La parentela del sangue: paterna, fraterna, prima che coniugale, avunculare, patriarcale - il nonno dà il nome di battesimo e il soprannome, ed è considerato capostipite.

Ne “Il sentiero dei nidi di ragno”, la raccolta di racconti di Calvino, quattro cognati calabresi compiono efferatezza contro i nazifascisti.

A Bovalino un impiegato di banca ha controllato ogni movimento della moglie attraverso un telefonino di cui le aveva fatto dono. Un programma specifico, inserito proditoriamente nel costoso telefonino, gliene faceva sentire fino i sospiri. È stato beccato e condannato. Questo per dire della dipendenza della donna del Sud. Ma questo non è la novità.
La vicenda è tipica di chi mima gli usi dominanti, che li pensa buoni per tutti. Mentre le intercettazioni sono libere solo a Milano, contro coloro che “Milano” vuole intercettati.

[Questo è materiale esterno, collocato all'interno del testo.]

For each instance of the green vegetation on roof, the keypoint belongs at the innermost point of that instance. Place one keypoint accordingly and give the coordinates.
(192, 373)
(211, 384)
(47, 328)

La protezione della baronessa Cordopatri, la trasformazione dei sequestri in confische, le indagini patrimoniali. Sembra poco, è poco, ma ha significato lo smantellamento della mafia di Castellace, col conseguente dislocamento di tutta la mafia della Piana (pentimenti, ammazzamenti), e un primo screening, peraltro non difficile, tutti la vedevano e la vedono, sull’incredibile ramificazione di interessi che la mafia calabrese si è concessa negli anni dell’antimafia, gli Ottanta, i Novanta. Il miglior ministro per la Calabria, un vero ministro dell’Interno, sarà stato Maroni, un leghista.

Due pagine del Consiglio regionale Calabria per magnificare l’inerzia del suo presidente Bova. Due pagine di pubblicità sui maggiori giornali nazionali, per una spesa piuttosto onerosa. Per lanciare la candidatura dello stesso Bova alle primarie del partito Democratico in vista delle elezioni regionali, contro il presidente uscente della Regione Loiero.
Quanto spenderà Bova se riesce a vincere le primarie? O le due pagine se le è pagate di tasca propria?
Non ci sono giudici in Calabria? Nemmeno contabili?